2. There is a serious need to protect society from this type of crime behavior.
3. This is not a victimless crime.
4. The defendant has two prior conviction adult arrests which [took place] in 1969.
5. This case should be prosecuted in the traditional manner.
Ruzich appealed to the Law Division. Judge James F. Mulvihill heard argument on May 21, 2008, and then delivered an oral opinion in which he reviewed in some detail the factors favoring Ruzich's admission to PTI and those favoring the prosecutor's position. Although he expressed the view that he would "probably" have placed Ruzich in PTI had he been the prosecutor, Judge Mulvihill determined that she "failed to establish by clear and convincing evidence that the prosecutor's decision to reject [her] was a patent, gross abuse of discretion." Consequently, he "reluctantly" denied the appeal.
This appeal followed.
Ruzich raises the following issue before us.
POINT I: BECAUSE IT CONTAINED NO INDIVIDUALIZED EVALUATION, THE REJECTION OF DEFENDANT'S APPLICATION FOR ADMISSION INTO THE PRETRIAL INTERVENTION PROGRAM WAS A PATENT AND GROSS ABUSE OF DISCRETION AND MUST BE REVERSED.
Judicial review of decisions to reject applications for PTI is "'severely limited,'" State v. Nwobu, 139 N.J. 236, 246 (1995) (quoting State v. Kraft, 265 N.J. Super. 106, 111-12 (App. Div. 2003), serving to "check only the 'most egregious examples of injustice and unfairness.'" State v. Negran, 178 N.J. 73, 82 (2003) (quoting State v. Leonardis, 73 N.J. 360, 384 (1977)). To set aside a prosecutor's rejection, a defendant must clearly and convincingly establish that the prosecutor's decision constituted "a patent and gross abuse of discretion."

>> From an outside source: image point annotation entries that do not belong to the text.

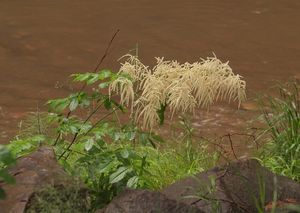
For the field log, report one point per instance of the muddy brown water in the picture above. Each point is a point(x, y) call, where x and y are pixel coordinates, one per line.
point(43, 42)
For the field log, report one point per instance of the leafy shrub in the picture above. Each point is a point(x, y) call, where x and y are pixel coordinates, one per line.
point(109, 155)
point(6, 159)
point(282, 152)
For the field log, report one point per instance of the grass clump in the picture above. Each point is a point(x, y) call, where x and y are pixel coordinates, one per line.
point(181, 87)
point(109, 155)
point(282, 152)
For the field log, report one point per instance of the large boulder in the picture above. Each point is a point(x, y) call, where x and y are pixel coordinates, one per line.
point(242, 186)
point(34, 173)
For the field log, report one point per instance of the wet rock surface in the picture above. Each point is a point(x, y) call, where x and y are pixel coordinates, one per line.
point(234, 188)
point(32, 173)
point(137, 201)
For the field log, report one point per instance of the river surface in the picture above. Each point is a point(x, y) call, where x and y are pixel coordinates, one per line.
point(43, 42)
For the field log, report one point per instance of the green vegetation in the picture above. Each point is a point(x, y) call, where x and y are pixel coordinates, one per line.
point(6, 160)
point(281, 153)
point(59, 199)
point(92, 143)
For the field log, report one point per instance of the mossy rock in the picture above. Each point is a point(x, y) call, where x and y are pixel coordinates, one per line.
point(59, 199)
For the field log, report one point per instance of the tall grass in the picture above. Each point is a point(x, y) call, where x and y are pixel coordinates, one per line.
point(282, 152)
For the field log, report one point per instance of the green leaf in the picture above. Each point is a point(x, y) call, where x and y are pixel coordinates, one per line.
point(89, 144)
point(133, 182)
point(73, 105)
point(119, 175)
point(124, 153)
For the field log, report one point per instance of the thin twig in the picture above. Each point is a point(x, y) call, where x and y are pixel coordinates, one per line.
point(76, 134)
point(96, 68)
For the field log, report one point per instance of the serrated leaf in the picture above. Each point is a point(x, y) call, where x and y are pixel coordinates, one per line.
point(73, 104)
point(118, 175)
point(133, 182)
point(124, 153)
point(89, 144)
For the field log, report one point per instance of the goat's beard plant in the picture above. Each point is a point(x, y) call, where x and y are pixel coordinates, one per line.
point(181, 87)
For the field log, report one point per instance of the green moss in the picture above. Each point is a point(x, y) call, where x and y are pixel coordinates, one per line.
point(59, 199)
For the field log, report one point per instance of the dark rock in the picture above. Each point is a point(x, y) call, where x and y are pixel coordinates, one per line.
point(32, 173)
point(143, 201)
point(233, 188)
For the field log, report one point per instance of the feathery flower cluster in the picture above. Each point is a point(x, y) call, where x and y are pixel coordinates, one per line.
point(181, 87)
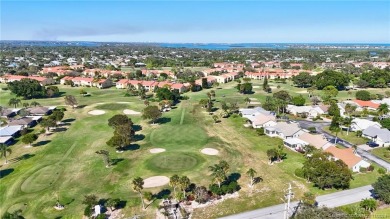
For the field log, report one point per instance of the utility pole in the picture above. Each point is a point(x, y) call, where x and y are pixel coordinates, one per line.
point(288, 195)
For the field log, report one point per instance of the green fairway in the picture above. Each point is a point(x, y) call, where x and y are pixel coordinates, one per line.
point(174, 162)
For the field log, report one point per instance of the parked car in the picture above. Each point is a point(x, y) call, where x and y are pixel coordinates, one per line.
point(372, 144)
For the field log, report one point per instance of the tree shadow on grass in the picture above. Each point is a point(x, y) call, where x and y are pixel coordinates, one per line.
point(137, 128)
point(41, 143)
point(163, 120)
point(131, 147)
point(6, 172)
point(162, 194)
point(116, 161)
point(69, 120)
point(139, 137)
point(234, 177)
point(23, 157)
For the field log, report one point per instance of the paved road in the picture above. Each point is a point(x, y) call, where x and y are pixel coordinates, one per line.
point(319, 125)
point(331, 200)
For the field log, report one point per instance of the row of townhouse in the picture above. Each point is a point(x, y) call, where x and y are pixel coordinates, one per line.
point(297, 138)
point(151, 85)
point(42, 80)
point(87, 82)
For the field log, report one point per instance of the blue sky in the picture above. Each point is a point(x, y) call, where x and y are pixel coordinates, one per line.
point(197, 21)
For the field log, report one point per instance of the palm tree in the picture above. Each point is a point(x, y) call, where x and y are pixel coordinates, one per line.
point(251, 173)
point(14, 102)
point(247, 100)
point(184, 182)
point(4, 150)
point(383, 109)
point(35, 103)
point(174, 182)
point(138, 185)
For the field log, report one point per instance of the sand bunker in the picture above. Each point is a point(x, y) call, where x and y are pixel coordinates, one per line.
point(209, 151)
point(155, 181)
point(131, 112)
point(156, 150)
point(97, 112)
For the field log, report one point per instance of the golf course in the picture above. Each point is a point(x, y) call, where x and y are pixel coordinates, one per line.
point(64, 165)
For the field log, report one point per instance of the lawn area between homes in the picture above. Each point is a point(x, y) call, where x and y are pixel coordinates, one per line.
point(68, 165)
point(382, 152)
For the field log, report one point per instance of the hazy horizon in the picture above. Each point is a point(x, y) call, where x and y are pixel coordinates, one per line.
point(197, 21)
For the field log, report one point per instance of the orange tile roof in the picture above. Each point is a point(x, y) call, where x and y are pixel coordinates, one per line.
point(346, 155)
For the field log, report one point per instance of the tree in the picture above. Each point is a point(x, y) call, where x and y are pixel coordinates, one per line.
point(35, 103)
point(251, 173)
point(4, 150)
point(201, 194)
point(298, 100)
point(368, 204)
point(27, 88)
point(333, 78)
point(303, 79)
point(383, 109)
point(138, 186)
point(309, 199)
point(382, 188)
point(330, 92)
point(174, 182)
point(29, 138)
point(184, 182)
point(70, 100)
point(151, 112)
point(320, 213)
point(106, 156)
point(118, 120)
point(113, 203)
point(14, 102)
point(363, 95)
point(326, 173)
point(247, 100)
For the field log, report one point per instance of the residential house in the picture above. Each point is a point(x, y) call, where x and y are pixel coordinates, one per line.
point(378, 135)
point(351, 159)
point(317, 140)
point(358, 124)
point(10, 130)
point(284, 130)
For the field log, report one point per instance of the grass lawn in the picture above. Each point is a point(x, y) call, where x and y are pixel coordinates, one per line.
point(66, 163)
point(382, 152)
point(351, 137)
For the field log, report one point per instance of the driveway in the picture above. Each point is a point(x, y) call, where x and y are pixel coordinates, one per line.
point(331, 200)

State v. Watkins, 193 N.J. 507, 520 (2008); State v. Dalglish, 86 N.J. 503, 509 (1981). "[A] party must show that the prosecutor's decision failed to consider all relevant factors, was based on irrelevant or inappropriate factors, or constituted a 'clear error in judgment.'" Nwobu, supra, 139 N.J. at 247 (quoting State v. Bender, 80 N.J. 84, 93 (1979)). A rejected applicant may also satisfy this heavy burden by showing that the prosecutor's error "will clearly subvert the goals underlying Pretrial Intervention." Bender, supra, 80 N.J. at 93.

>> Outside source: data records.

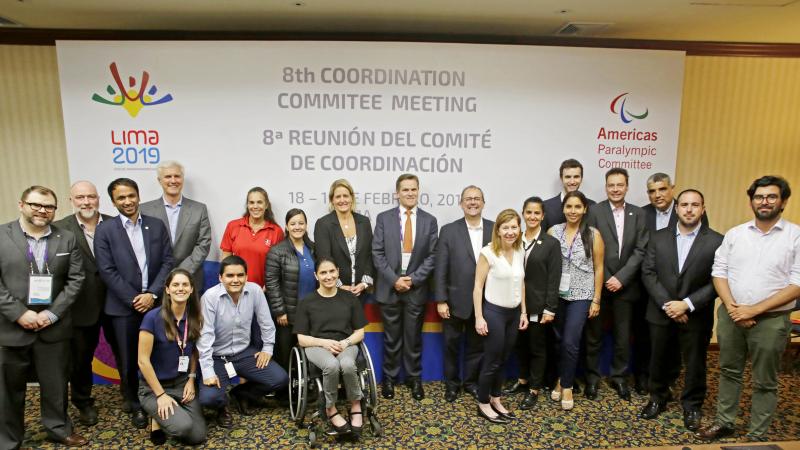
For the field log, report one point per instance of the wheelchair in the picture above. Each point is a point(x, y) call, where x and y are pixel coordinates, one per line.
point(305, 379)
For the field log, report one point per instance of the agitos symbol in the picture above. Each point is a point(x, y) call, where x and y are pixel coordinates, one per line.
point(130, 99)
point(624, 114)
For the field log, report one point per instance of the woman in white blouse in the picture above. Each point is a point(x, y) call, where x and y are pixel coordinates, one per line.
point(499, 311)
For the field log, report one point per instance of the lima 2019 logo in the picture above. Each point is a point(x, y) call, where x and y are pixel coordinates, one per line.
point(129, 98)
point(618, 107)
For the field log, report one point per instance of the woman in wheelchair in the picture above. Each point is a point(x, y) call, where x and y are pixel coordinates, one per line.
point(329, 324)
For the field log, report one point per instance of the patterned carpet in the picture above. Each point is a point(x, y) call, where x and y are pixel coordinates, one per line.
point(435, 424)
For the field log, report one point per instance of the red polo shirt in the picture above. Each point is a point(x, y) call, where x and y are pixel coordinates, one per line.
point(253, 247)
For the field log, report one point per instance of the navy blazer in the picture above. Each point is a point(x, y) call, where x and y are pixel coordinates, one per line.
point(119, 269)
point(388, 259)
point(454, 275)
point(665, 283)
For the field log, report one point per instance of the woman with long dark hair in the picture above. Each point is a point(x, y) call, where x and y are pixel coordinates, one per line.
point(168, 362)
point(579, 288)
point(289, 277)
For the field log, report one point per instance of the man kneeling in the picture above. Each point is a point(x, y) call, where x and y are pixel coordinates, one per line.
point(226, 349)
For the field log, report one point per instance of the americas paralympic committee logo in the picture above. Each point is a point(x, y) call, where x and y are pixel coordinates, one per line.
point(618, 107)
point(130, 99)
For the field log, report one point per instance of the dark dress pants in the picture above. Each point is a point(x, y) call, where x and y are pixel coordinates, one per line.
point(402, 337)
point(693, 344)
point(460, 337)
point(51, 361)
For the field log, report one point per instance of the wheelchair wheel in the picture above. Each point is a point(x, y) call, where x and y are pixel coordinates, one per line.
point(298, 385)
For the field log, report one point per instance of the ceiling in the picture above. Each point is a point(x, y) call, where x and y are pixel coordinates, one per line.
point(756, 21)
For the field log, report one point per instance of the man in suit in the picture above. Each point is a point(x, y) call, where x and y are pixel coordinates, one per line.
point(134, 256)
point(625, 235)
point(186, 220)
point(40, 277)
point(457, 252)
point(87, 311)
point(681, 306)
point(403, 251)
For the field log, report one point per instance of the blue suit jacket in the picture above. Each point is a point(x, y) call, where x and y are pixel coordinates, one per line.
point(117, 264)
point(388, 259)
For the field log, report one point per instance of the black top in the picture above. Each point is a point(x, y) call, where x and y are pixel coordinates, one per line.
point(334, 317)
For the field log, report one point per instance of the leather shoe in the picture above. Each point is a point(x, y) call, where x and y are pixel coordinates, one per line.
point(387, 389)
point(87, 415)
point(529, 401)
point(139, 419)
point(416, 389)
point(692, 419)
point(73, 440)
point(450, 394)
point(513, 388)
point(224, 418)
point(652, 409)
point(622, 389)
point(497, 419)
point(591, 391)
point(713, 432)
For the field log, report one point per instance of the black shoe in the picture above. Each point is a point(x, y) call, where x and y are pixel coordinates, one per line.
point(513, 388)
point(590, 391)
point(224, 418)
point(652, 409)
point(529, 401)
point(387, 389)
point(87, 415)
point(622, 389)
point(692, 419)
point(139, 419)
point(416, 389)
point(714, 432)
point(450, 394)
point(497, 419)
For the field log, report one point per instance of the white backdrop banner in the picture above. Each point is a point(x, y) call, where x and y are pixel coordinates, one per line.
point(294, 116)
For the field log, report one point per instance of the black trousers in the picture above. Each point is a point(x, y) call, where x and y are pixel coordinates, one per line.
point(503, 324)
point(619, 314)
point(460, 338)
point(693, 344)
point(402, 338)
point(51, 361)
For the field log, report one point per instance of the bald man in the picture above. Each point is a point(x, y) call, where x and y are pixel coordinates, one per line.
point(87, 316)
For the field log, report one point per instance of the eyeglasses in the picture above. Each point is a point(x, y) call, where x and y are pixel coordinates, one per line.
point(39, 207)
point(770, 198)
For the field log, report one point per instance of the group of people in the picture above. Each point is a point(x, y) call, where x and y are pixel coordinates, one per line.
point(541, 284)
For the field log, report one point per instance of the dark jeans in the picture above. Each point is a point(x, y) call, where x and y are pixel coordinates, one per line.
point(503, 326)
point(570, 319)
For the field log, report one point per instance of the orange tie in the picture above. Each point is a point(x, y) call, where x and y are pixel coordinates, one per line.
point(408, 239)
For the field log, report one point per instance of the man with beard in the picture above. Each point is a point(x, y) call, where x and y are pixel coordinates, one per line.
point(677, 274)
point(87, 310)
point(757, 276)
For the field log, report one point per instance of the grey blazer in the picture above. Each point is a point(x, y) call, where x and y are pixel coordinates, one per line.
point(388, 259)
point(64, 262)
point(193, 234)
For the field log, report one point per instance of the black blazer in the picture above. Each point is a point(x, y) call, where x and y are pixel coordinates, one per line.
point(89, 303)
point(330, 242)
point(650, 212)
point(554, 213)
point(627, 264)
point(542, 275)
point(454, 270)
point(664, 282)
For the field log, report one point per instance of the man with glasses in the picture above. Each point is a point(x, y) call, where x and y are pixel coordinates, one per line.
point(40, 277)
point(757, 276)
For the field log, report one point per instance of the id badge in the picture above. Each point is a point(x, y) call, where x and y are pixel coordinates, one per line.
point(563, 286)
point(229, 368)
point(183, 363)
point(40, 289)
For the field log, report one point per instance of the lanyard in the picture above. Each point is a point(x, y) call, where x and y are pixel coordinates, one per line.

Although we agree with Ruzich that the specific reasons set forth in the prosecutor's letter are largely cursory, she ignores the fact that the letter incorporates by reference the more specific reasons articulated in the Criminal Division's negative recommendation. In denying Ruzich's appeal, Judge Mulvihill carefully analyzed the appropriate criteria in light of the staff recommendation. Although he might have reached a different conclusion de novo, he correctly recognized the fundamental principle that the decision whether to divert a defendant from the criminal process lies within the discretion of the prosecutor and not the judge. Nwobu, supra, 139 N.J. at 246. His conclusion that the prosecutor's decision in this case was not "a patent and gross abuse of discretion," Watkins, supra, 193 N.J. at 520, was fully supported by the record.